Well, I’m not going to work it out, but I think you’re ignoring the fact that you have several chances to draw that first ace. You’re also ignoring the fact that YOUR cards are not drawn consecutively.
The first point is relevant. The 2nd is not in the least.
Horsecrap. How can the fact that 3 other players are also drawing cards NOT be relevant???
Despite the uncivilness of your 2nd post, I will reply anyway. But, please, this is elementary probability and not GD.
Let’s say Nametag is the 2nd to be dealt of 4 players. This means that after the cards are shuffled and cut, Nametag gets cards 2, 6, 10, 14, 18, 22, and 26 in the deck.
I sneak in and right “Nametag” on those cards. Take the deck to China for a month, broadcast the deck on “Larry King Live”, write a rap song about the deck giving the cards out in order, mix the deck up a couple dozen times and finally return the deck to the poker table.
Now re-arrange the deck anyway you want. Put the marked cards on the top, the bottom, whatever. Have the dealer deal out the cards anyway he pleases. Face up, going in any direction, from any part of the deck. One rule: just the ones with “Nametag” on them are dealt to Nametag. Note that Nametag gets the exact same cards as before.
Notice how it’s the order of the cards in the deck after the shuffle that matters. The order of being dealt after that fact is all that counts. Put Nametag’s card on the top and deal those first.
Note that the cards being initially 2,6, etc. in the deck is irrelevant. Any 7 cards anywhere in the deck, dealt in any order will do. The only reason poker players insist on a fixed order of dealing is to discourage obvious cheating.
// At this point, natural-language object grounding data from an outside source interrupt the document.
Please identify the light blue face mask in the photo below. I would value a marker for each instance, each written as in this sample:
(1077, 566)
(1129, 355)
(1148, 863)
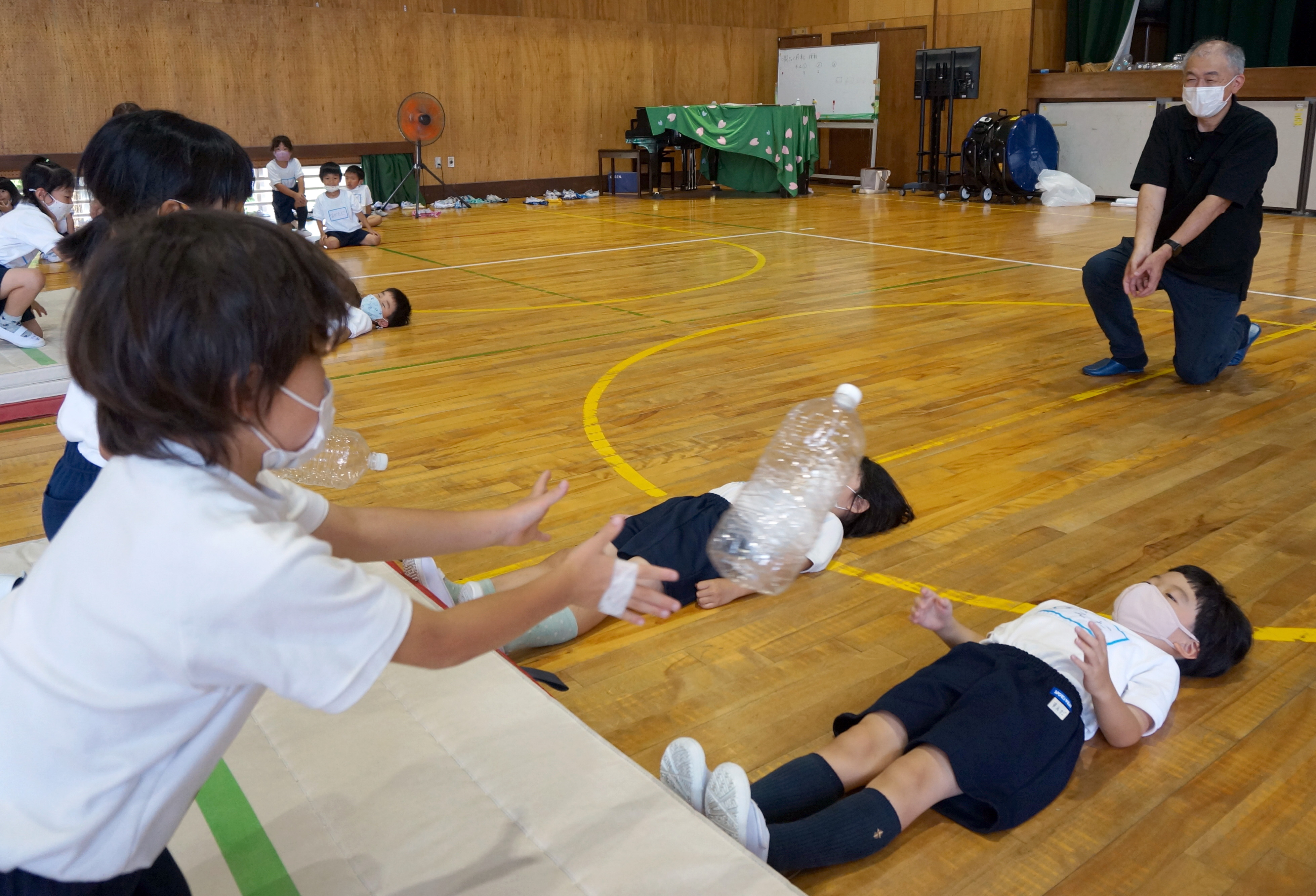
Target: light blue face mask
(370, 304)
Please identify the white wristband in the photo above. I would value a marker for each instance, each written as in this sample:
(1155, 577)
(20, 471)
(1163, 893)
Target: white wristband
(615, 599)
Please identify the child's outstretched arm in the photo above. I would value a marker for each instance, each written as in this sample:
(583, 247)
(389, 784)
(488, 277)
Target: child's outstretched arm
(1123, 724)
(366, 533)
(934, 612)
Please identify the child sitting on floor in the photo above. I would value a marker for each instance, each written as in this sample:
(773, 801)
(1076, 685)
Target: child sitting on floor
(674, 535)
(989, 735)
(385, 309)
(340, 219)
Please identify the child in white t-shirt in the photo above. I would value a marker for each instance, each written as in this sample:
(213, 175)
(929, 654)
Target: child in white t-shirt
(190, 579)
(355, 182)
(30, 231)
(989, 735)
(339, 215)
(287, 184)
(674, 535)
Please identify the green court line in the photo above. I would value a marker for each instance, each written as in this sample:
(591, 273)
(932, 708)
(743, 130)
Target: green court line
(252, 858)
(40, 357)
(477, 355)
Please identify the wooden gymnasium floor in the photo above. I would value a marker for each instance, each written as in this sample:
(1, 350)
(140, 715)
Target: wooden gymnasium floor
(651, 348)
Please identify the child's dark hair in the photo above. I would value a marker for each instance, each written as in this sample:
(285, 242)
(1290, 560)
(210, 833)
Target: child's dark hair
(888, 507)
(139, 161)
(44, 174)
(1223, 631)
(193, 316)
(401, 318)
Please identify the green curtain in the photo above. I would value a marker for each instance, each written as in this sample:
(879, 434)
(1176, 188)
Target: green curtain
(385, 171)
(1263, 28)
(1096, 28)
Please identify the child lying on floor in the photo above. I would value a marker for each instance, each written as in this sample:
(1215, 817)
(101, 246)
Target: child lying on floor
(674, 535)
(385, 309)
(989, 735)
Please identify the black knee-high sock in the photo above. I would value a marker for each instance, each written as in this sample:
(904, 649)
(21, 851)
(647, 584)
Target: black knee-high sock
(852, 829)
(797, 790)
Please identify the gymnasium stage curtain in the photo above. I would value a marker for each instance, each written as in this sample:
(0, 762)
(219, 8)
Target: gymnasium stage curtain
(385, 171)
(1094, 32)
(1270, 32)
(763, 148)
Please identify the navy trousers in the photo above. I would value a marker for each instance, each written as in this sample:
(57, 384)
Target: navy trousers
(72, 478)
(1207, 325)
I strongly suggest that those with limited knowledge of elem. prob. keep the tone of their posts mild.
I’m not going to multiple this out but the method is to determine the number of possible hands where 3(and only 3) aces are present(numerator) and divide by the total number of combinations of 7 card hands(denominator)
The general combination formula is:
n!/((X!(n-X)!)
The numerator would be the product of combinations of three (and only 3)aces(n=4,X=3) times combinations of the four other cards(n=48,X=4).
You would divide all that mess by the general combination formula
where n=52,X=7.
Apologies if this comes twice.
I see aahala’s posted method while I wrote this, but here’s another way.
I don’t have a calculator handy, but the solution to the OP is that this is a hypergeometric distribution (sampling without replacement) with a population N = 52 and successes k = 4, with a sample size n = 7.
The probability P(x) = [ C(k,x) * C(N-k, n-x) ] / C(N,n)
where C means ‘combination’, i.e. C(a,b) = a!/( b!(a-b)! )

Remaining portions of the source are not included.